According to officials with the National Fire Protection Association, having a dried-out Christmas tree inside a home is a major fire hazard homeowners often forget about.
'The longer they are in the home, the more dangerous they become,' said Lorraine Carli, the vice president of Outreach and Advocacy for the NFPA. 'The continued use of seasonal lighting and dried-out trees can pose significant fire hazards in and outside the home. Proper disposal of the tree from your home will minimize the risk and will keep the holiday a joyful one.'
Research has shown that nearly half of home fires caused by Christmas trees actually occurred in January, according to the NFPA.
These fires are rare but are often more deadly than fires that resulted from another source. One out of 40 home structure fires caused by a Christmas tree resulted in a death, as compared to the one out of every 124 home structure fires caused by other means.
Fortunately, it is easy for homeowners to recycle their Christmas trees in Coweta County.
The Coweta County Environmental Management Department accepts Christmas trees at all 12 of the county's compactor and recycling sites through the 'Bring One in For the Chipper' program.
A complete list of all 12 compactor sites and operating hours can be found by visiting www.coweta.ga.us and clicking on the 'Environmental Management' tab. 'Homeowners can bring trees to one of the compactor sites during regular business hours, and Environmental Management employees will pick them up,' said Matt Lovett with the Coweta Environmental Management Department.
The department asks homeowners to remove all ornaments, lights and tinsel from the trees before recycling.
In addition to normal business hours, the department will hold a recycling day next Saturday, Jan. 4, at the county's Ishman Ballard Solid Waste Facility from 8 a.m. to noon. Additional employees will be there during that time to help unload Christmas trees.
'We spread [hours and availability] out to give people a big opportunity to bring their trees,' Lovett said.
Lovett said the trees will be ground into mulch and the chips will be bagged, placed outside the recycling centers' gates and will be free for anyone to come by and pick up. The chips make great fish habitats for lakes and ponds.

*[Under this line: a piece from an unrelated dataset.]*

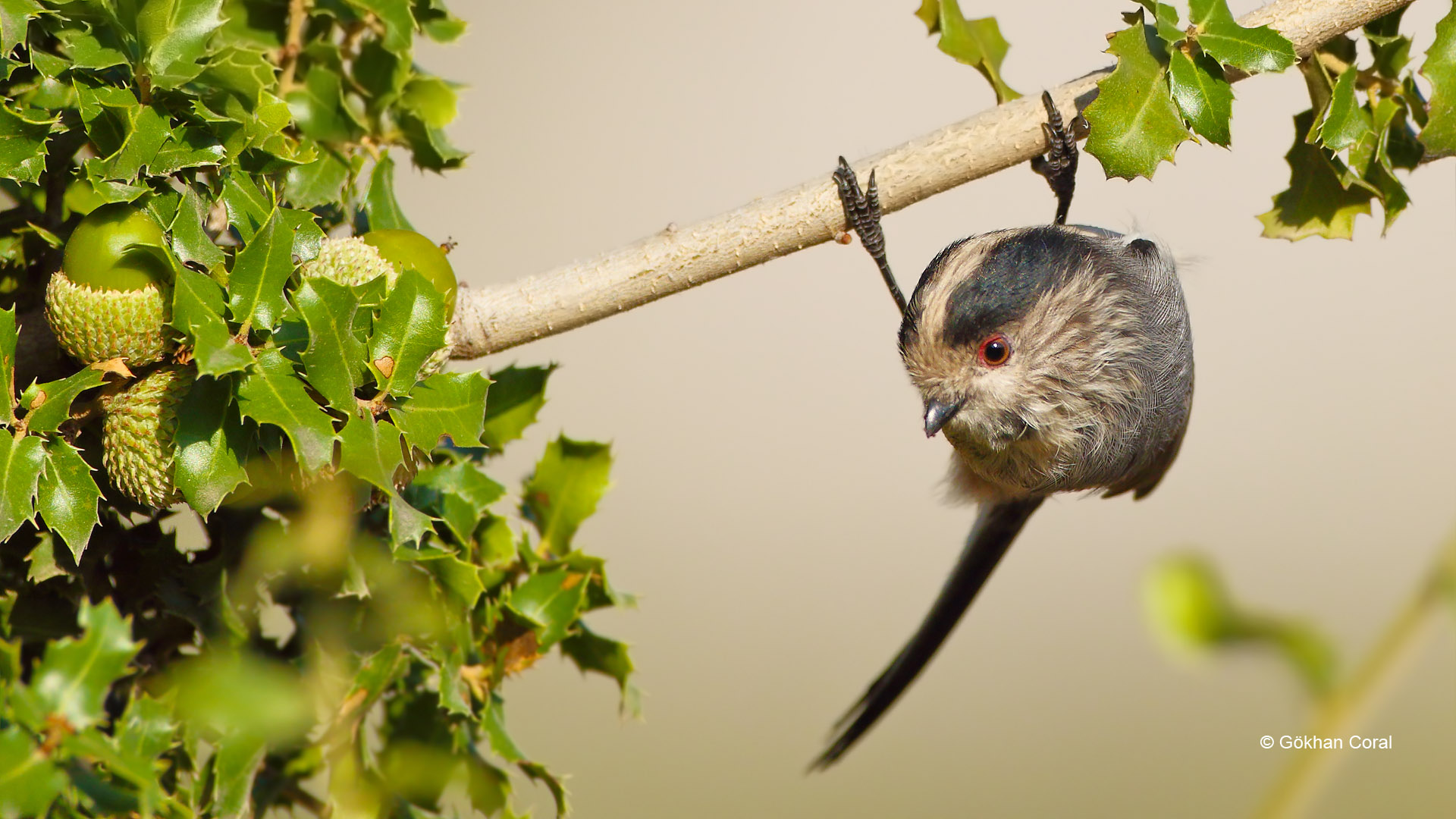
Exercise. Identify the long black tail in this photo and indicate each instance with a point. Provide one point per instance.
(996, 526)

The University of Georgia Cooperative Extension also shared a number of other ways Christmas trees may be recycled.
According to Extension Service officials, the entire trees make great fish habitats when dropped into the water - just place the trunk into a can, fill the can with concrete and drop it into a deep area away from swimmers.
For a more creative recycling project, Christmas trees can be whittled down to walking sticks, can have the bottom branches chopped off to make a coat rack, can be turned into a bottle tree - by cutting off the ends of branches and putting empty wine bottles on them or can simply be chopped up and used for kindling in fires.
To prevent fires, there are a few other precautions homeowners should take when packing up Christmas decorations, according to the NFPA.
When unplugging electrical decorations, never pull the cord out of the outlet by the cord itself - use the gripping area closest to the outlet to prevent damaging the wire's insulation.
Homeowners should also carefully inspect each electrical light string for damage before packing - if damaged cords are found, they should be thrown away. All electrical decorations and light strings should be individually packaged in plastic bags or wrapped around a piece of cardboard, and all electrical decorations should be stored in a location where it can't be damaged by water or dampness, or children and pets.